Josh Homme and company did everything they could to bring the roof down. The riff-based rock with a thumping drumline kept everyone nodding in unison.
It’s funny – I bought my first Queens album, the above listed, about 15 years ago, and I realized halfway through my third time seeing them that I barely know any of the words to my favorite songs. It’s all about the musicianship framed around that undeniable groove.
I always think of Homme as one of the coolest, most laid-back rockers alive. And yet, there’s really nothing laid-back about Queens’ sound.
It was my first time listening intently to the band’s many starts, stops and sounds as a critic. You never want to say you’re looking for a mistake, but that’s exactly what you’re doing. You want to catch the musicians on something – show how smart you are even though they’re the ones living on stage as rock gods and you’re the one taking cell phone notes in the audience.
I really didn’t come up with much. The band is remarkably tight – especially for a five-piece. You see a lot of tight three-piece bands and the occasional four-piece that operates on one wavelength. But getting five musicians on the same page is tricky, particularly with the complex material that Queens pulled off over and over on Monday.
It all starts with drummer Jon Theodore. It’s definitely Homme’s band, but Theodore – the only band member Homme introduced – sets the agenda.

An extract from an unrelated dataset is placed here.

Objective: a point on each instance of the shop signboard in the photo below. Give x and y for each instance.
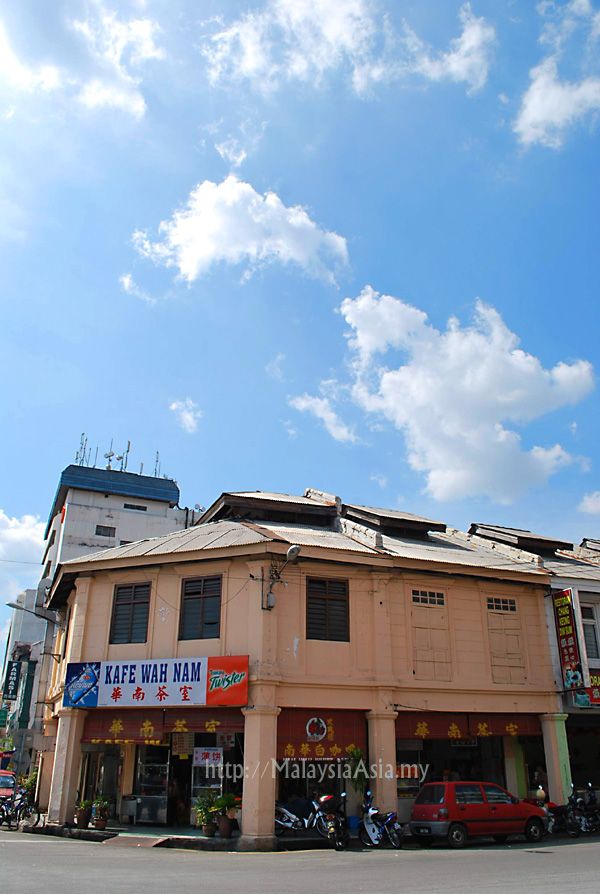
(568, 645)
(11, 681)
(170, 682)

He looked at the four men holding stringed instruments in front of him and told them that a pounding groove would be leaving the station precisely at 9 p.m. and reaching its destination at 11. You can get on it, or get left behind in its wake.
The musicianship was solid throughout, and Homme’s vocal held strong for most of the night. He can sometimes fall into that blues frontman cycle in which the vocals just carry the song until the next solo, but he belted out a few solid lines Monday.
Wobbly, stick-like lights and thick smoke allowed for some pretty neat optical effects to go along with the ear pounding.
And my God, if you left before the encore performance of “A Song for the Dead,” you should pray for death. It was as dark and heavy as rock music can get without drifting into metal. I don’t think Homme even bothered to sing words. He just sort of melodically mumbled along while the guitars did their work. The song ended and started up again about seven times, which meant six rushes of adrenaline for a concert that wasn’t quite over.
No one is going to tell their grandchildren about this show, but Queens of the Stone Age is one of those bands that I will always try to see if they are playing nearby.
Once you’ve seen them in concert, you’re unlikely to be shocked at any future concerts. They are straightforward: guitars, bass, drums, Homme humming as he does and maybe a few cool lights. That’s it, and that’s enough.